Follow Us on Twitter

Wheat - Everyday I Said a Prayer For Kathy And Made A One Inch Square

Wheat, Everyday I Said A Prayer For Kathy

Review by Jack Foley

IndieLondon Rating: 4 out of 5

FORMED by two students at the University of Massachusetts Dartmouth – Scott Levesque (vocals, guitar) and Brendan Harney (drums) – Wheat was originally conceived as an art project.

They were quickly joined by Ricky Brennan (guitars, vocals) and put out their debut album Medeiros in 1998. It yielded an NME Single Of The Week in the form of Death Car as well as a bumper crop of superlatives from the press on both sides of the Atlantic.

Its follow-up, Hope & Adams was released in 2000 and saw the band shift up a gear, employing renowned producer Dave Fridmann to develop their ideas while remaining true to their original artistic intentions.

Critics duly responded by hailing Wheat as a truly great American indie rock band and in Don’t I Hold You – employed to great effect by Cameron Crowe in the movie Elizabethtown – they delivered one of the most simple but heartbreaking love songs of the year.

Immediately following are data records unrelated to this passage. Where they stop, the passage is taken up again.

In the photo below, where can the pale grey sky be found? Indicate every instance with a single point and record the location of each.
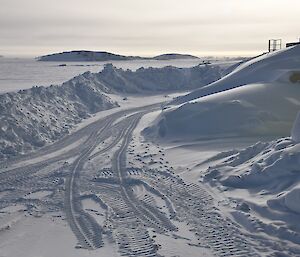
(146, 27)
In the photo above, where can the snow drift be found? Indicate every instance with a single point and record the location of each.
(264, 181)
(34, 117)
(265, 68)
(151, 80)
(296, 129)
(256, 109)
(31, 118)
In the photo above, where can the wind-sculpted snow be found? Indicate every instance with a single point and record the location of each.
(252, 110)
(32, 118)
(269, 172)
(296, 129)
(265, 68)
(232, 106)
(150, 80)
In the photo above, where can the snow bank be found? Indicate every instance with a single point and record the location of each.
(155, 80)
(296, 129)
(226, 109)
(266, 68)
(32, 118)
(251, 110)
(268, 171)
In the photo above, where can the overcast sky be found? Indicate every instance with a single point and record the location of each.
(146, 27)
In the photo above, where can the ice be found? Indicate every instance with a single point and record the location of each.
(236, 106)
(296, 129)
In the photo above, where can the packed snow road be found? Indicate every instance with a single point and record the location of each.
(136, 206)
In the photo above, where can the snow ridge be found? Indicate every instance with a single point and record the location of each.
(151, 80)
(32, 118)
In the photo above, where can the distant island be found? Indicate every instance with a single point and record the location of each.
(174, 56)
(92, 56)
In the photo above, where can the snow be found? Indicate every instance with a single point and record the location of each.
(38, 116)
(220, 177)
(235, 106)
(296, 129)
(266, 68)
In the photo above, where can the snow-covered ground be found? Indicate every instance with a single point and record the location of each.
(16, 73)
(214, 176)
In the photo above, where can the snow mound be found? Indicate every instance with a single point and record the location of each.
(32, 118)
(227, 109)
(265, 68)
(296, 129)
(269, 172)
(154, 80)
(251, 110)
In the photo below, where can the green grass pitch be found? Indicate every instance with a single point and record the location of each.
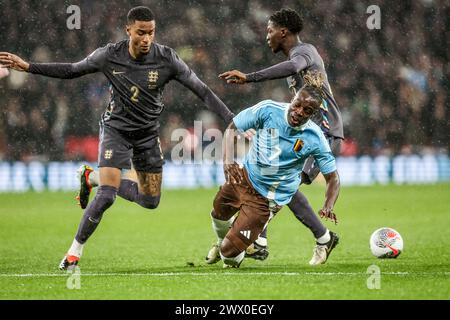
(140, 254)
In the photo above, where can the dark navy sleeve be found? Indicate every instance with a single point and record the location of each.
(189, 79)
(93, 63)
(294, 65)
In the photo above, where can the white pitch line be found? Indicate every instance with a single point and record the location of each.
(177, 274)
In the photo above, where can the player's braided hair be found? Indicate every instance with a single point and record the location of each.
(140, 13)
(313, 84)
(288, 18)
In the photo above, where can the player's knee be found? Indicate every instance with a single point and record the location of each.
(105, 197)
(149, 202)
(228, 249)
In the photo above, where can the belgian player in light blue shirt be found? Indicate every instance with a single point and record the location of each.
(279, 149)
(271, 173)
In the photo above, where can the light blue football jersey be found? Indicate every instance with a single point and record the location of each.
(278, 151)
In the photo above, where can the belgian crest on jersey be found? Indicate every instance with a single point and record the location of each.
(298, 145)
(152, 79)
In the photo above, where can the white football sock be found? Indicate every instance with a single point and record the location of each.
(221, 228)
(76, 249)
(325, 238)
(94, 179)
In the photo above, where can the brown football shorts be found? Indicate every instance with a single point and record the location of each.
(254, 211)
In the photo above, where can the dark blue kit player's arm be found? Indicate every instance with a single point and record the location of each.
(189, 79)
(93, 63)
(279, 71)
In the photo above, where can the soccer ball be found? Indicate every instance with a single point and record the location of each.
(386, 243)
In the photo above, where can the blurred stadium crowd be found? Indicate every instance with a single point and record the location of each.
(391, 84)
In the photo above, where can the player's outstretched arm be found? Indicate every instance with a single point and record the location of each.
(234, 76)
(331, 195)
(56, 70)
(279, 71)
(12, 61)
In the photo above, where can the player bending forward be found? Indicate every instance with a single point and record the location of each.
(270, 176)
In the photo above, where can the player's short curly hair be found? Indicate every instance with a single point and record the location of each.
(140, 13)
(288, 18)
(313, 84)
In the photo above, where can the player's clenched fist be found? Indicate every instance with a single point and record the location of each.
(9, 60)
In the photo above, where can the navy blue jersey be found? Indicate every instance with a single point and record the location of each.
(136, 85)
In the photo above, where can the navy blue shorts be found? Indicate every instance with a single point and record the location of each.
(118, 148)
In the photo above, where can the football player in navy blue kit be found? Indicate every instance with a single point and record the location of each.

The band, meanwhile, toured extensively, building up an impressive reputation for both stretching out their songs and their charismatic stage presence – Levesque as frontman was coy but captivating, Harney as pearl-necklaced drummer an eccentric but hypnotic force behind the kit.

Wheat looked primed for the mainstream, albeit with unusually uncompromised success. As so often happens, though, fate conspired against them and the band was advised to leave their European label in favour of another that, unbeknownst to them, was about to fold.

Mere days after the deal was signed news reached them that their album was now an asset of a company that had gone out of business.

Dense legal battles followed, and though the band emerged intact over a year later to sign with Aware / Sony, the record – the typically cryptically titled Per Second, Per Second, Per Second… Every Second – had not emerged so unscathed.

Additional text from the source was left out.